Why Palestinians should rethink calls for the right to return to homeland in Israel
The nearly three months of demonstrations by Palestinians along the Israel-Gaza border under the banner of the “March of Return”, which turned violent and has remained so thus far, is further evidence of how astray the Palestinians have been led, believing that there is still a prospect of refugees returning to their original homes in today’s Israel.
Moreover, even though the Palestinian leadership knows that the right of return can never materialise, the fact that they encouraged the mass of Palestinian youth behind this untenable goal not only raised false expectations but played directly into the hands of Israel’s right-wing parties.
As long as the Palestinians continue to insist on the right of return, they will never earn credibility in the eyes of most Israelis, who argue that the Palestinian demand for a two-state solution is only the first step in their march to wipe Israel off the map. And since they cannot do so by force, they opt for the demographic means through the right of return, which also explains the growing traction behind the one-state solution.
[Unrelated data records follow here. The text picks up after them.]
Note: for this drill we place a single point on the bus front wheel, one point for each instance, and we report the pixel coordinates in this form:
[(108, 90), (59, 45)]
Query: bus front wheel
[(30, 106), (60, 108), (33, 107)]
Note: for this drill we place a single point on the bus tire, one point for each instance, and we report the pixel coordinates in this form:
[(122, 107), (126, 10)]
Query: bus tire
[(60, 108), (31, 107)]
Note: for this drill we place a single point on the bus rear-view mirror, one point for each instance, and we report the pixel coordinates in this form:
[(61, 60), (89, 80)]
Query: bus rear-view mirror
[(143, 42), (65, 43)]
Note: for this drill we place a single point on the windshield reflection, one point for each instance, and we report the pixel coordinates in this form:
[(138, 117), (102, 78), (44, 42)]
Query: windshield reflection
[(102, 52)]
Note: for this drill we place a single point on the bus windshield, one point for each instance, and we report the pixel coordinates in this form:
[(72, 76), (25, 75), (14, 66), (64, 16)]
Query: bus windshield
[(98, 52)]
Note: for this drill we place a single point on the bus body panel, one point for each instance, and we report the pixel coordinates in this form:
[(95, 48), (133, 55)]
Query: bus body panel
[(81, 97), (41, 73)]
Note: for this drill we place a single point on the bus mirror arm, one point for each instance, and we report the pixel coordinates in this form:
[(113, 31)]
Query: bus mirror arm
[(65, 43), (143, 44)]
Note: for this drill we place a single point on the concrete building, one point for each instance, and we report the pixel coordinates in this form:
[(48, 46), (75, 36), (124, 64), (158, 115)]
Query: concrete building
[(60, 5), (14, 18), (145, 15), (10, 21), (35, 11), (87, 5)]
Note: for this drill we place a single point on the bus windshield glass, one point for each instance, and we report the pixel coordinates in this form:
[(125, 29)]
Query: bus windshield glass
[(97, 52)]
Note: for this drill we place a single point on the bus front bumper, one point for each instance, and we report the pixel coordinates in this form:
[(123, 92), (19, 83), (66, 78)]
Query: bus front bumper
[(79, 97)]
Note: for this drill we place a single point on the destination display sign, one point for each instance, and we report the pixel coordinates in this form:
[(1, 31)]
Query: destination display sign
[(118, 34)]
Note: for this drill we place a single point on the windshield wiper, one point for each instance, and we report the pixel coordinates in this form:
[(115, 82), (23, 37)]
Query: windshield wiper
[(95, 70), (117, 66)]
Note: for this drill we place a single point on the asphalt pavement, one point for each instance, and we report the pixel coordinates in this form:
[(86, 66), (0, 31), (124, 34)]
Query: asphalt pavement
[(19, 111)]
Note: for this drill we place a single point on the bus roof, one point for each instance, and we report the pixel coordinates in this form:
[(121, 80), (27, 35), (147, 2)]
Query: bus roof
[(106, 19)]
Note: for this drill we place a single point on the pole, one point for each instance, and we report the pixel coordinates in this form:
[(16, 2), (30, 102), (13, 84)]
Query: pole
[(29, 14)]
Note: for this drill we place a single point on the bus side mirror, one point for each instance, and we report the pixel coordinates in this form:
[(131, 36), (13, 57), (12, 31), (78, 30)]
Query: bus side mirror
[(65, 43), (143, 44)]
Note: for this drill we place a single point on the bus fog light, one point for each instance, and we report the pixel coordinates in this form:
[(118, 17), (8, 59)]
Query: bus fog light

However, it would be illusionary to think that the Palestinian Authority or Hamas would agree to resolve the right of return first. They fear that by solving this issue first, they might lose their most important trump card, which will be to Israel’s advantage, and the peace process might end without the realisation of an independent Palestinian state.
Whereas such concern is justified because of Israel’s expansionist policy, the prospect of exercising the right of return is non-existent and the longer the Palestinians wait, the worse it becomes. The number of refugees is exponentially increasing without any prospect that the Israeli position will ever change.